There is another reading of all of this. That, in fact, the event was exceptionally unlucky. There is no such thing as a perfect bubble. It is always the case that an infected person could get through. It is just that you want to be in a position to move them and their contacts from harm’s way quickly. That is why these methods are good for on-going work environments rather than once-off events.
But, overall 2 out of 80 people were infected or 2.5%. In late January, Santa Monica (where the event was held) had about 4,000 cases per 100,000 people or 4%. But most of those were in the latter half of their infection. Thus, the overall prevalence of infectious people would be more like 1%. In other words, having 2 in 80 was a higher than expected rate especially conditional on testing. It could easily have been the case that no one infected got through their system.

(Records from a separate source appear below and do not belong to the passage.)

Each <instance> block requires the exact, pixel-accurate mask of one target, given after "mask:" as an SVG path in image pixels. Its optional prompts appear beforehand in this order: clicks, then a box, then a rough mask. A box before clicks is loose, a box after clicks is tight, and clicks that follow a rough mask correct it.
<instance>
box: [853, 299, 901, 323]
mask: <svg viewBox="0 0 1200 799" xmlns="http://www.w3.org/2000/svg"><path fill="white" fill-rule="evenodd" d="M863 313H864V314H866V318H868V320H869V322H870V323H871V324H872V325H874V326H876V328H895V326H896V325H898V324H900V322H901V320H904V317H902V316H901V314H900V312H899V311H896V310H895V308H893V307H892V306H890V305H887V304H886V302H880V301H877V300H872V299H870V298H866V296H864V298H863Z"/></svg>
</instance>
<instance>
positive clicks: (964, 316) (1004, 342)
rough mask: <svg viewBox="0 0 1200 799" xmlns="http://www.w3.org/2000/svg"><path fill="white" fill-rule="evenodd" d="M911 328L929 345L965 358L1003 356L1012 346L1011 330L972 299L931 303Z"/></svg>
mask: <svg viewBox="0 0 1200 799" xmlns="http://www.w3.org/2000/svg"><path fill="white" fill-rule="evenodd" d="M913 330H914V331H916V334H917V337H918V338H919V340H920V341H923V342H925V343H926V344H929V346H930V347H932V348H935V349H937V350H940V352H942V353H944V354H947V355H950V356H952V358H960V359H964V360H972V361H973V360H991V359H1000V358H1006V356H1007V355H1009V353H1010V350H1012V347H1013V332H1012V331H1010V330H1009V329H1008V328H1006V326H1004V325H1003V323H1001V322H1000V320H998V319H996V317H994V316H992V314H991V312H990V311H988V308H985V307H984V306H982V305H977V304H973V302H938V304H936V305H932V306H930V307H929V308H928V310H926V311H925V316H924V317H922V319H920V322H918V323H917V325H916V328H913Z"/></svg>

Importantly, and it is hard to assess this, it may well have been that the system worked in an important sense — the 30 people who were infected with Covid-19 knew about it relatively quickly and, therefore, could well have prevented those infections being transmitted to others. That is the point of testing — to break chains in transmission. We don’t know if this is the case because, again, the whole under-ground nature of this precludes good information being collected. But this may have been a potential super-spreading event that didn’t become one.
I don’t think the take-a-way necessarily is that, if the cause is important enough, it is impossible to have a relatively safe event. Instead, it is that there is no such thing as a perfectly safe event and so even when things look good, caution is required. It seems that this whole matter was taken as a license to pretend the virus didn’t exist. And there was a probably a strong desire to do that. But there will be risk. The real question is what risks are worth taking.